Dietary Dramas and Drivels

Wednesday, July 16, 2008

Poverty + Famine = Biggest threats to civilization

While on my most recent trip, our guide who had a lot of wisdom, an anthropolgist said to us, that poverty is the biggest threat to democracy. When there is poverty, people will do anything including looting, killing, injuring for money to buy food.

In Guatemala City, the largest city in Central America, if a person has lost their job, the city will "hire" them to clean the streets. Rather than pay them, they provide them food. The interesting thing about Guatemala is that people own their houses because they build them by themselves. They buy the raw materials and put them together, so at least no one has to worry about foreclosure and the bank taking their houses.

But, food, nutrition, they are so important to a person's overall wellbeing. That is why paying the people food and eventually moving them into paying positions is such a wonderful idea. The U.S. certainly has a lot to learn about what works.

As we are all aware, food has become more expensive as gas becomes more expensive. Well, unfortunately even in third world countries, gas and food are also more expensive and it has become signficantly more difficult for people to feed themselves and their families. The cost of food is a much higher percentage of income for the people down there than it is for American's.

So, really, poverty, the inability to purchase the necessities of life, and famine brought on whether by lack of food, lack of purchasing-power, or by naturally occuring events (read: honey bees dying off), these will become the downfall of modern civilization!

It is postulated that ancient civilizations including the Romans, the Greeks, and the Mayans may have perished due to nutritional consequences, the Romans may have lead in the water pipes, Greeks and Mayans may have grown to big to have their land sustain them.
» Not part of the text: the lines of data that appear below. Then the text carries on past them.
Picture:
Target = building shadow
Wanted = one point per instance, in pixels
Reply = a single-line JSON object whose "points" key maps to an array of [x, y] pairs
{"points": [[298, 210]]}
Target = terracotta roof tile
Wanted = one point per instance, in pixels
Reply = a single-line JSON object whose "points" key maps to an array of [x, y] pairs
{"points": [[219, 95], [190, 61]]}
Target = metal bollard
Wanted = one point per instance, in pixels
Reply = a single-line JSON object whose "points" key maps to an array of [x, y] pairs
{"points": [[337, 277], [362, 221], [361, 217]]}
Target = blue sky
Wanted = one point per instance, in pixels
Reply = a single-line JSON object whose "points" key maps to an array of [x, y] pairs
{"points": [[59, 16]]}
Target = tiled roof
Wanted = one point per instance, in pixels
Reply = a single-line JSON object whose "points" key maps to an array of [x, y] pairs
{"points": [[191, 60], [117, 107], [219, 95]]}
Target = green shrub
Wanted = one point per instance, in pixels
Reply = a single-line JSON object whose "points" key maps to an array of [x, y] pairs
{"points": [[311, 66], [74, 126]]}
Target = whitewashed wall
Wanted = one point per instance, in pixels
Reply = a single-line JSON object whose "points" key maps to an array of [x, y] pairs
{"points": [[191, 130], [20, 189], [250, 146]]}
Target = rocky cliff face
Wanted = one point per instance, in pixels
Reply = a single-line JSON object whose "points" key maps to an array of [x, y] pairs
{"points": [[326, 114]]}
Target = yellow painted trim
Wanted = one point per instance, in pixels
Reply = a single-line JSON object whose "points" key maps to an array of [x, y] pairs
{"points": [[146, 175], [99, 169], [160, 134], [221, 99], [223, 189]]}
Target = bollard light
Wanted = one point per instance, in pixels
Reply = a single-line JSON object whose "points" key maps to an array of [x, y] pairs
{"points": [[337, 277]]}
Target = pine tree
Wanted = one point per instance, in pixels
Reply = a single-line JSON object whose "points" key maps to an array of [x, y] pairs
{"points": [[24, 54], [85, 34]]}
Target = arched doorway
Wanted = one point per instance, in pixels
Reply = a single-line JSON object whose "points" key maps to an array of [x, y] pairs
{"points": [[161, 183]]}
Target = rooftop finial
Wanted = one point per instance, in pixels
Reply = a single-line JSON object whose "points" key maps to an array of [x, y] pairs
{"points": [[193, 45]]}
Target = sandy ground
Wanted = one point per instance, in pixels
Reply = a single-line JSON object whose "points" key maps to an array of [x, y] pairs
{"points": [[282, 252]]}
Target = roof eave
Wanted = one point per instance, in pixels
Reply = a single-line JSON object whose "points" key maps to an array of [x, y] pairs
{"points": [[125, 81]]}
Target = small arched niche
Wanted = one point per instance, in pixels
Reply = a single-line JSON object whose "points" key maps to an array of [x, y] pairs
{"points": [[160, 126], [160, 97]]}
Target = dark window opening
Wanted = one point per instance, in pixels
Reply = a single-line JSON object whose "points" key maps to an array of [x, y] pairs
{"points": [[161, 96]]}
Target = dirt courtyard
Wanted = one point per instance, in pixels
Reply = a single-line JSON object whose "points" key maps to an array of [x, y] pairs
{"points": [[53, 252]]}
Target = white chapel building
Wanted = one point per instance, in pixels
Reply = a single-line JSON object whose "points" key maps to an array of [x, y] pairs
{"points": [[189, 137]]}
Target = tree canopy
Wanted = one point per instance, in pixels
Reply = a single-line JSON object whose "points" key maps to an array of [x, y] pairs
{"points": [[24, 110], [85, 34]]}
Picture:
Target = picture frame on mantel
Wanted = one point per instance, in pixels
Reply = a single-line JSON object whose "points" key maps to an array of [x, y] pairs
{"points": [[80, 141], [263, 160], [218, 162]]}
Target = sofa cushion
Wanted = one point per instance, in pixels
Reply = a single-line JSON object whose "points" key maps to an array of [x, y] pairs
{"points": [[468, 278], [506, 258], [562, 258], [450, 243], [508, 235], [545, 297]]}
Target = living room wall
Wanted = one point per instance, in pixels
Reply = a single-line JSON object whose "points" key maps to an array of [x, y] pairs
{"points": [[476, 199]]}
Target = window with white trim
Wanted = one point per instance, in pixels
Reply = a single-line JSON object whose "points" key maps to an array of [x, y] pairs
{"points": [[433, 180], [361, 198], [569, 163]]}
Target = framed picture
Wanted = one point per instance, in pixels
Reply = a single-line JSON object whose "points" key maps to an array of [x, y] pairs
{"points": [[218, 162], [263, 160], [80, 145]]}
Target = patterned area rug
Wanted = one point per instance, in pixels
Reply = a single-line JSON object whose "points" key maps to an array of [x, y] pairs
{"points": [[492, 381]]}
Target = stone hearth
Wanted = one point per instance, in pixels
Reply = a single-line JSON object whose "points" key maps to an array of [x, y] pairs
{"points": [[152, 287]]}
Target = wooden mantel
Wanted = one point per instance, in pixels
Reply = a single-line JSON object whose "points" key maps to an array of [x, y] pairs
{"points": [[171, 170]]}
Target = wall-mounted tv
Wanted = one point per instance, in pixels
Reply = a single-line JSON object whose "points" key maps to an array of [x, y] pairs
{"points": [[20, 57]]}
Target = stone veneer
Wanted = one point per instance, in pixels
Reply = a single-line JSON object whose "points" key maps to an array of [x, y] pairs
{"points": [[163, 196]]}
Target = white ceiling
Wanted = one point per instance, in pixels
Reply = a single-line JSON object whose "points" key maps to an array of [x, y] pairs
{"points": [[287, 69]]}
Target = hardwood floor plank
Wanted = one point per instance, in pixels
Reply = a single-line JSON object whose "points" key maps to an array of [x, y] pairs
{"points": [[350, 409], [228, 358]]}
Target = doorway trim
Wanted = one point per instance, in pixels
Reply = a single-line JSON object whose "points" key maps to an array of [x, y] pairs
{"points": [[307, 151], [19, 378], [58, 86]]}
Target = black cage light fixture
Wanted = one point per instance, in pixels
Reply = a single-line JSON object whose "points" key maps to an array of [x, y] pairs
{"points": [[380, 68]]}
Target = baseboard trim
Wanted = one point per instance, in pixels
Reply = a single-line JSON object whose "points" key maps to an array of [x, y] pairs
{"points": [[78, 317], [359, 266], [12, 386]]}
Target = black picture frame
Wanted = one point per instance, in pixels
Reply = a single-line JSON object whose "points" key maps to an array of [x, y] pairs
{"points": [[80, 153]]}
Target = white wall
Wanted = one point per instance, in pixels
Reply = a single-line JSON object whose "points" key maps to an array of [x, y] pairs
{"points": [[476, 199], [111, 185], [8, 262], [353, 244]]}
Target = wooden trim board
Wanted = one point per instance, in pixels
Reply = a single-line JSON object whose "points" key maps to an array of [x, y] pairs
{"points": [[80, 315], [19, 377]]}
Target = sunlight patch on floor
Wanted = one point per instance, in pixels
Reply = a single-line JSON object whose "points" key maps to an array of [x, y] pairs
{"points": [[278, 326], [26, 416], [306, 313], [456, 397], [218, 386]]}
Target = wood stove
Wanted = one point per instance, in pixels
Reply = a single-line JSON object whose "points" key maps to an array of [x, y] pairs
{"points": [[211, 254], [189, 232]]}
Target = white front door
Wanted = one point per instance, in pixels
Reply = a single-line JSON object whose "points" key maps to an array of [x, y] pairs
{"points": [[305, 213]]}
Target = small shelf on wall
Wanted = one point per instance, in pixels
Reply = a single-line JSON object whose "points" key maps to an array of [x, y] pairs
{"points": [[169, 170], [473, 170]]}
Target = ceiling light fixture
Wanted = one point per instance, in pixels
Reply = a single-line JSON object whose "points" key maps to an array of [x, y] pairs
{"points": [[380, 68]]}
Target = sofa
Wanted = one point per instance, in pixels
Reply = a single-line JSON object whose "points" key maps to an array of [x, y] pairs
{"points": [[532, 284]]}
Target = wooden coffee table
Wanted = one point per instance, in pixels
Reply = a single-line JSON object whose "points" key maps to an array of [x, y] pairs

Malthus, a demographer saw that societies through history experienced at one time or another epidemics, famines, or wars: events that masked the fundamental problem of populations overstretching their resource limitations:

"The power of population is so superior to the power of the earth to produce subsistence for man, that premature death must in some shape or other visit the human race. The vices of mankind are active and able ministers of depopulation. They are the precursors in the great army of destruction, and often finish the dreadful work themselves. But should they fail in this war of extermination, sickly seasons, epidemics, pestilence, and plague advance in terrific array, and sweep off their thousands and tens of thousands. Should success be still incomplete, gigantic inevitable famine stalks in the rear, and with one mighty blow levels the population with the food of the world."--Thank you Wikipedia.

Well, aren't we in contemporary society at risk for overpopulation? Stretching our resources to the max so that we may run into finding that we have fun out of food? out of clean water? When there is not enough food production or there is a blight to destroy all foodstuffs, will there be massive nuclear wars strong enough to wipe out the world as we know it?

Well, I truly believe that it is very possible. I think there is a big risk that we will find ourselves in famine and poverty sooner than later. If we can learn from civilizations from the past, and I know there is a lot to learn, maybe we can take the necessary steps to prevent world calamity for the future.

I think the bandwagon to change the way our world works, ie. different energy sources, green living, health change, may finally be taking hold.

Knowing that food is a basic need that must be fulfilled before anything else, I would love the opportuntiy to study cultures of the past and apply that knowledge to what is occuring now, with modern civilization...

I know it's been said before, but we can learn a whole hell of a lot from our past...let's use it.